On December 31, 2019, after gaining knowledge of the first coronavirus cases, the Chinese government informed the WHO of a pneumonia-like case in Wuhan. Then on January 14, 2020, the WHO shared initial Chinese investigations on the virus, stating that there was no evidence of human-to-human transmission of the virus. It was on January 22nd, following a brief visit to China, that the WHO stated human-to-human transmission of the coronavirus was happening in China. However, the WHO also took the position of praising China for its response and commitment to transparency in handling the outbreak.

Therefore, even though Trump did mainly use the WHO to divert blame for the shortcomings in his own leadership, his critique of the global health body still carries some weight.

Since the beginning of the pandemic, and following Trump’s WHO announcement and back to back accusations against China, many have now pointed out the visible and growing cracks in global, especially Western, cooperation to deal with this crisis.

Back in 2014, the US effectively responded to the Ebola outbreak by sending in medical supplies and troops to West Africa. However, this time around, the US is virtually absent from the global debate on the outbreak’s unified response. Nathalie Tocci, the director of the Italian Institute for International Affairs and a former European Union (EU) policy adviser, summarises the US absence in the following words,

To me what is so striking is the complete absence of the US from public debates. The US is basically off the map, and China very much is on the map.”
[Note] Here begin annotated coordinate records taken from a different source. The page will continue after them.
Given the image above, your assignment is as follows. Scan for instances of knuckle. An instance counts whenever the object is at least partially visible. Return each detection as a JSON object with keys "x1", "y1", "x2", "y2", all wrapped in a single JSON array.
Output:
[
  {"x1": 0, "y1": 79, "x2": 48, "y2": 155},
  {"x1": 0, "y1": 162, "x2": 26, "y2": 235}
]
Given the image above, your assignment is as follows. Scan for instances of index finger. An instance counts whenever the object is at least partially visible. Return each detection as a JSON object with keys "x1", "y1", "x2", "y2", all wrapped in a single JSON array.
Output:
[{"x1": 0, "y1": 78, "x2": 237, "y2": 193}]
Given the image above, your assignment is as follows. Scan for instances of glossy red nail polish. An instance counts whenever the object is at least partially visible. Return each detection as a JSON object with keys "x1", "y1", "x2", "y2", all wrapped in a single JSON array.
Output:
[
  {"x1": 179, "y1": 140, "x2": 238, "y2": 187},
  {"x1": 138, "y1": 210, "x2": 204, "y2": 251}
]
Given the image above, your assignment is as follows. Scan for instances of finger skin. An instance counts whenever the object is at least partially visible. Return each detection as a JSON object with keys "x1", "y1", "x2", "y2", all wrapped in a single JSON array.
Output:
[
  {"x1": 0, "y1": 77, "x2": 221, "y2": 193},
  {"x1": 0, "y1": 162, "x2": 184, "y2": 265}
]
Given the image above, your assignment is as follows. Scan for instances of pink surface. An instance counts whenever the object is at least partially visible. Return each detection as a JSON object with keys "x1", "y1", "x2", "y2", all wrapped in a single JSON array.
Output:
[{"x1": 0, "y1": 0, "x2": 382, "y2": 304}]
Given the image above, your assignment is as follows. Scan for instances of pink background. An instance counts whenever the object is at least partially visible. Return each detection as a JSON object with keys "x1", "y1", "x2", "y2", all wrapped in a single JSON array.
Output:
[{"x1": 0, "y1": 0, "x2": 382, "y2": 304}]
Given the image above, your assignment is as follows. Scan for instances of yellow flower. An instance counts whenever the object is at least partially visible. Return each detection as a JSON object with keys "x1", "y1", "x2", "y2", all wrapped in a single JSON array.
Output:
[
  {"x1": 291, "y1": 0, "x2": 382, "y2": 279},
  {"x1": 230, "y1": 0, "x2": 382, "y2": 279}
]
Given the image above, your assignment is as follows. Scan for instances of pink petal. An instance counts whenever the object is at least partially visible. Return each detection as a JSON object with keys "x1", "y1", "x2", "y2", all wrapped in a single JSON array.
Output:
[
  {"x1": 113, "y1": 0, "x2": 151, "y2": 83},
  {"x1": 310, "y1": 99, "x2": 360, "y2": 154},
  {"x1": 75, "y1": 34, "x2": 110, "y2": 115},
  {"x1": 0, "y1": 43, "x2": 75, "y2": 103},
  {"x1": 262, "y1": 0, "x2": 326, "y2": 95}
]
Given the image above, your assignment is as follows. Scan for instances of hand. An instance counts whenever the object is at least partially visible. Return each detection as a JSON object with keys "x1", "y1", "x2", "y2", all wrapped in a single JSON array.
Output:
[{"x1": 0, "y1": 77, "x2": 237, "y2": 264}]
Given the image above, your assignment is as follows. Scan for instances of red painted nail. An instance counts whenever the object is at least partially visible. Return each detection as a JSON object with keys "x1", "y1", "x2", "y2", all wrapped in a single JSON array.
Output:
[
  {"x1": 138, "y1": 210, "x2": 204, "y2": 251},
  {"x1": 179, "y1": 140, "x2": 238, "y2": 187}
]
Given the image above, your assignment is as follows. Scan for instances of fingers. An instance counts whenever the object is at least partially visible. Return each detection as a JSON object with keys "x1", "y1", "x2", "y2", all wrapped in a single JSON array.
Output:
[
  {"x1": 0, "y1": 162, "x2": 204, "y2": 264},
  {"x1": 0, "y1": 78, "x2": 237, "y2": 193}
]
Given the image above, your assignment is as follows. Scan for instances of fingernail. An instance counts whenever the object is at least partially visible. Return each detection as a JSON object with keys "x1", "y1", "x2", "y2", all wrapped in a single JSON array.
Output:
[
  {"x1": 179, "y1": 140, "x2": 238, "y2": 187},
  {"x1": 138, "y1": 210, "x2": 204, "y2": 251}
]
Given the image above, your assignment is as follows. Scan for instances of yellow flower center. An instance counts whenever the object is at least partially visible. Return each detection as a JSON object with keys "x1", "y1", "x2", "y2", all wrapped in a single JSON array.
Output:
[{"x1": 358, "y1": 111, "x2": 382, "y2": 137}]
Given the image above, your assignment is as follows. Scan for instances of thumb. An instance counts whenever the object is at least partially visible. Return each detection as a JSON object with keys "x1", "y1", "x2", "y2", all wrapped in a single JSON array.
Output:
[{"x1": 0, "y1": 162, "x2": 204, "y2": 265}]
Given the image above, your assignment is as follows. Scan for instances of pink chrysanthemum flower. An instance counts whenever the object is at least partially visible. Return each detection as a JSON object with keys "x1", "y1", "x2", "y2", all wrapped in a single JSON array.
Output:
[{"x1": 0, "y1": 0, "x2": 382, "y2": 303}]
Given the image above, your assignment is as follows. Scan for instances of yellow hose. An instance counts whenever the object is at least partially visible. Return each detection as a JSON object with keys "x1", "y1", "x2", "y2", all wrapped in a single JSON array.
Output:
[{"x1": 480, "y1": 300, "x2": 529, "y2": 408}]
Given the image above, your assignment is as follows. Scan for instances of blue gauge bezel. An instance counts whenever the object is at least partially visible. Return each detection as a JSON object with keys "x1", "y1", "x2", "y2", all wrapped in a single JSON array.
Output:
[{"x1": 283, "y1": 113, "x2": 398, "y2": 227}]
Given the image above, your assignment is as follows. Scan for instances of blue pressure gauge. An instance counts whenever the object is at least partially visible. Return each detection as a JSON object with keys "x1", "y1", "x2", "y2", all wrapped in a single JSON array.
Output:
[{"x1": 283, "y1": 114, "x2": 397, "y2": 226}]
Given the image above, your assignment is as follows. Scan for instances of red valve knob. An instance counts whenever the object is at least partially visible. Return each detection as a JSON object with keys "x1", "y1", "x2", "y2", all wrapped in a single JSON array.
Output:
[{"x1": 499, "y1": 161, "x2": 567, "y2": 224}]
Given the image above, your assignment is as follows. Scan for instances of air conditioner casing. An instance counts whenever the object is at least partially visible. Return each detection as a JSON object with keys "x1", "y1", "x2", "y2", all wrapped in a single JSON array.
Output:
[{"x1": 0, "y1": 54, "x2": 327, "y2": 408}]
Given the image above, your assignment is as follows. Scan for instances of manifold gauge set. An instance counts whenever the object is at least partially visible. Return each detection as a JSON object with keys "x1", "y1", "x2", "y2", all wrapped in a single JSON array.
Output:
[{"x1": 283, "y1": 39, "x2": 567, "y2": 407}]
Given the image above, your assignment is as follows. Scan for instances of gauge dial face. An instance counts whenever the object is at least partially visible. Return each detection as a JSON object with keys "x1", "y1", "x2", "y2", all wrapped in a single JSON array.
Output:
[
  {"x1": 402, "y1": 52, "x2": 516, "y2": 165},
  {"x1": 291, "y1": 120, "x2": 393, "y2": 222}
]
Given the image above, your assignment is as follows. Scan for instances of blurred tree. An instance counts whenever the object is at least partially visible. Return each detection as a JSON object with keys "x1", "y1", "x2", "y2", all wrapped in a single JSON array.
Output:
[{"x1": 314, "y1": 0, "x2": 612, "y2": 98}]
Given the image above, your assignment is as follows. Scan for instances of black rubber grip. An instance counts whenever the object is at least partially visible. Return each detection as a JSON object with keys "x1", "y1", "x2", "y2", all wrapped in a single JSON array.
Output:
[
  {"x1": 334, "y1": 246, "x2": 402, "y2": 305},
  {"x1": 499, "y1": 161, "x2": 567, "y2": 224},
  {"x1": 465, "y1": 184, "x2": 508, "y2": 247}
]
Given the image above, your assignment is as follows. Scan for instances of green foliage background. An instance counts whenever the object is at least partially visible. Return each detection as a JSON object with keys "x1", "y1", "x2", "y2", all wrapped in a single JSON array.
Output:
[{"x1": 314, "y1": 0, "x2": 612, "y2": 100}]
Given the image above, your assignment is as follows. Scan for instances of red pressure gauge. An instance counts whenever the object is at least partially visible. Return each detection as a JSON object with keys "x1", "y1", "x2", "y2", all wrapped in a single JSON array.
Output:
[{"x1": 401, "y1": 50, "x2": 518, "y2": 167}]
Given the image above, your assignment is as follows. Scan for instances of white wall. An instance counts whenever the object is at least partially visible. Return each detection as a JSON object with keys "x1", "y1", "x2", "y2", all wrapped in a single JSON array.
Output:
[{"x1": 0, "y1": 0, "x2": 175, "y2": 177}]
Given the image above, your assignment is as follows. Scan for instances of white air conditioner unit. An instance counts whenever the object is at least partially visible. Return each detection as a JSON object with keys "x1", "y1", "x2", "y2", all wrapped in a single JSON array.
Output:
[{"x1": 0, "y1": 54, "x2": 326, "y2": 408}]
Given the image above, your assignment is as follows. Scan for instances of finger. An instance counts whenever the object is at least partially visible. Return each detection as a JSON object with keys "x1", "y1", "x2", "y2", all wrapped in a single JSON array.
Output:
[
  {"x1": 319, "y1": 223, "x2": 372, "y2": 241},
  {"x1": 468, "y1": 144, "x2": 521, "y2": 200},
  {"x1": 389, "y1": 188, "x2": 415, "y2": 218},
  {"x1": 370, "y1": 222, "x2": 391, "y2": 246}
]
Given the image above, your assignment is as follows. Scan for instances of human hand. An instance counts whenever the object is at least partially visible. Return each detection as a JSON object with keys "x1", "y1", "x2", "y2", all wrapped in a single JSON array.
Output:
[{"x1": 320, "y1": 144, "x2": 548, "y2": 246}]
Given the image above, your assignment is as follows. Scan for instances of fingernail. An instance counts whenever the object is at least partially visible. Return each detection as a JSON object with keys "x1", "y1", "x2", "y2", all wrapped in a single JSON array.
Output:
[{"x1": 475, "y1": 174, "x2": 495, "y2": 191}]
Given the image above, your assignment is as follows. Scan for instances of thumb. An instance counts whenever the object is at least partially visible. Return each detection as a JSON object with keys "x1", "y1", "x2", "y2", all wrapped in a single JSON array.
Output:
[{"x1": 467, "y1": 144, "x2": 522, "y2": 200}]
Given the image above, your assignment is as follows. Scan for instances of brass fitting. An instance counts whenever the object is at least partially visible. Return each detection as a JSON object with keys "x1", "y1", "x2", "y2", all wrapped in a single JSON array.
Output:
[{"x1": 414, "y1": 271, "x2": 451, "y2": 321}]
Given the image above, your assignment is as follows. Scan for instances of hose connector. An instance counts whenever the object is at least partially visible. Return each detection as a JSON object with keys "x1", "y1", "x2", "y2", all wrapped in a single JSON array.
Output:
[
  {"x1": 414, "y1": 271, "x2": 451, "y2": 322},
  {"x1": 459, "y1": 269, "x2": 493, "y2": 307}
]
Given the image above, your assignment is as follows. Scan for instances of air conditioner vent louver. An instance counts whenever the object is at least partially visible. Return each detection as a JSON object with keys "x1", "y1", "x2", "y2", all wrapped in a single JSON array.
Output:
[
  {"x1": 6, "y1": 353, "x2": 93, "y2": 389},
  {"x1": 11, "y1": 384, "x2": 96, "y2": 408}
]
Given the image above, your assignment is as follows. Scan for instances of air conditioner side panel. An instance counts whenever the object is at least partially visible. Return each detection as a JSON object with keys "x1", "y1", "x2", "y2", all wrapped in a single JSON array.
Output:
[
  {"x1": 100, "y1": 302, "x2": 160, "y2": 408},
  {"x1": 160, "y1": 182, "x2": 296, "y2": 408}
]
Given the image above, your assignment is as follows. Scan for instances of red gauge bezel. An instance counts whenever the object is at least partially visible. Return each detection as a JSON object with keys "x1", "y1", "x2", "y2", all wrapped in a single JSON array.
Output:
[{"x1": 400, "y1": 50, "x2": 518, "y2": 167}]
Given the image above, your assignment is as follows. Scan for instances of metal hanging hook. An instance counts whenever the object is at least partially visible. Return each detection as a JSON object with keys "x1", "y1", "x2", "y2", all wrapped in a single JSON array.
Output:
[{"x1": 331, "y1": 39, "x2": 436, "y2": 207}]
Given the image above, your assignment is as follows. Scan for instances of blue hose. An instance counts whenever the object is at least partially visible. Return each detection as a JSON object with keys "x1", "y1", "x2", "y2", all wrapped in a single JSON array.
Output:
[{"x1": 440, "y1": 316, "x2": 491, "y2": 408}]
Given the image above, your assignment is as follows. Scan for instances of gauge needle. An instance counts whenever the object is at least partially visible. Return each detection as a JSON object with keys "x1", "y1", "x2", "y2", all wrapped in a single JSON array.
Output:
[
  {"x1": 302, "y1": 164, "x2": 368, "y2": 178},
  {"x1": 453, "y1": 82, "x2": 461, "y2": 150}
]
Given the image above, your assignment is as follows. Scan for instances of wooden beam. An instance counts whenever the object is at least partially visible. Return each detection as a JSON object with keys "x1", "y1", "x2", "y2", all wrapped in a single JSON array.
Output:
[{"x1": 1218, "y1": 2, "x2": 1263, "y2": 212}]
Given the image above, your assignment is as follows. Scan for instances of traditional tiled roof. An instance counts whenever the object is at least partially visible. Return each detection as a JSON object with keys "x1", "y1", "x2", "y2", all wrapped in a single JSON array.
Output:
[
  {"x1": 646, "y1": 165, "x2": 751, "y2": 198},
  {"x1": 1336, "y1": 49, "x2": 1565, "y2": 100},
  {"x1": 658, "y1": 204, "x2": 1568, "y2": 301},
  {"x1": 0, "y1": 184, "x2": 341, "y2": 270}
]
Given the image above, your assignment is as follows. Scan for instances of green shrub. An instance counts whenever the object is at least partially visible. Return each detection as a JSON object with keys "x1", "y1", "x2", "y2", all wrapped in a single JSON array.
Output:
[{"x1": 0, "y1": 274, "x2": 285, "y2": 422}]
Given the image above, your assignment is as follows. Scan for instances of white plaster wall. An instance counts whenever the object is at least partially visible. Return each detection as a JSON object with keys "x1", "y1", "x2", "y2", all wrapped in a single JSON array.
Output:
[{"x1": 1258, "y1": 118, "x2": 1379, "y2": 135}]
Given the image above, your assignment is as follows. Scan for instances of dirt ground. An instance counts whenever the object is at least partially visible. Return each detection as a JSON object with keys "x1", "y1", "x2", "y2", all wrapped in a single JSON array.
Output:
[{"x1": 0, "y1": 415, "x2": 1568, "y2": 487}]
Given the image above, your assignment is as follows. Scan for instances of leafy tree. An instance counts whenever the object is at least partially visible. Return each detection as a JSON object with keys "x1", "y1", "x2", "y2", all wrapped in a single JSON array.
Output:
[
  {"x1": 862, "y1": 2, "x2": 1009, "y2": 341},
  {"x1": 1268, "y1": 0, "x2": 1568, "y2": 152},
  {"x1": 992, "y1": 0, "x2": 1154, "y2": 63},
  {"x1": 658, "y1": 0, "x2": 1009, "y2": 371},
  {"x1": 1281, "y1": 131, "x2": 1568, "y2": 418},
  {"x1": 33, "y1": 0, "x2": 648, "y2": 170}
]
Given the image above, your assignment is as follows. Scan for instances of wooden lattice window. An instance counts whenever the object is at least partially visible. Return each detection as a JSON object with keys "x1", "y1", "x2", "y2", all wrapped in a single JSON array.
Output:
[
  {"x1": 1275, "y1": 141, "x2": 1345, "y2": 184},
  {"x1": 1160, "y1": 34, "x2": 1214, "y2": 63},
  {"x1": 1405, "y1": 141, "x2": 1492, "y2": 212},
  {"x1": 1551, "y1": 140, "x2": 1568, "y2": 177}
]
Moreover, by calling it a “Chinese virus”, the Trump administration has already made its intentions clear of not wanting to cooperate with China on the pandemic’s global response. Secondly, the “idea” of the European Union has also come under question as Italy, amid its coronavirus crisis, felt it was abandoned by the EU member states. The EU Commission president Ursula von der Leyen issued an apology to Italy, on behalf of the EU, saying,

“Too many were not there on time when Italy needed a helping hand. And yes, for that, it is right that Europe as a whole offers a heartfelt apology.”

On the other hand, after announcing a state of emergency in March, Serbian President Aleksandar Vucic issued a call for help from China, stating that “the only country that can help us is China”.

In short, the coronavirus pandemic has effectively led the global community on a path towards a reset; this includes a reset of the global economy, healthcare facilities, bilateral and multilateral ties, and climate change policies. However, even with these developments, it is too early to predict whether the US will lose its status of a ‘global power’.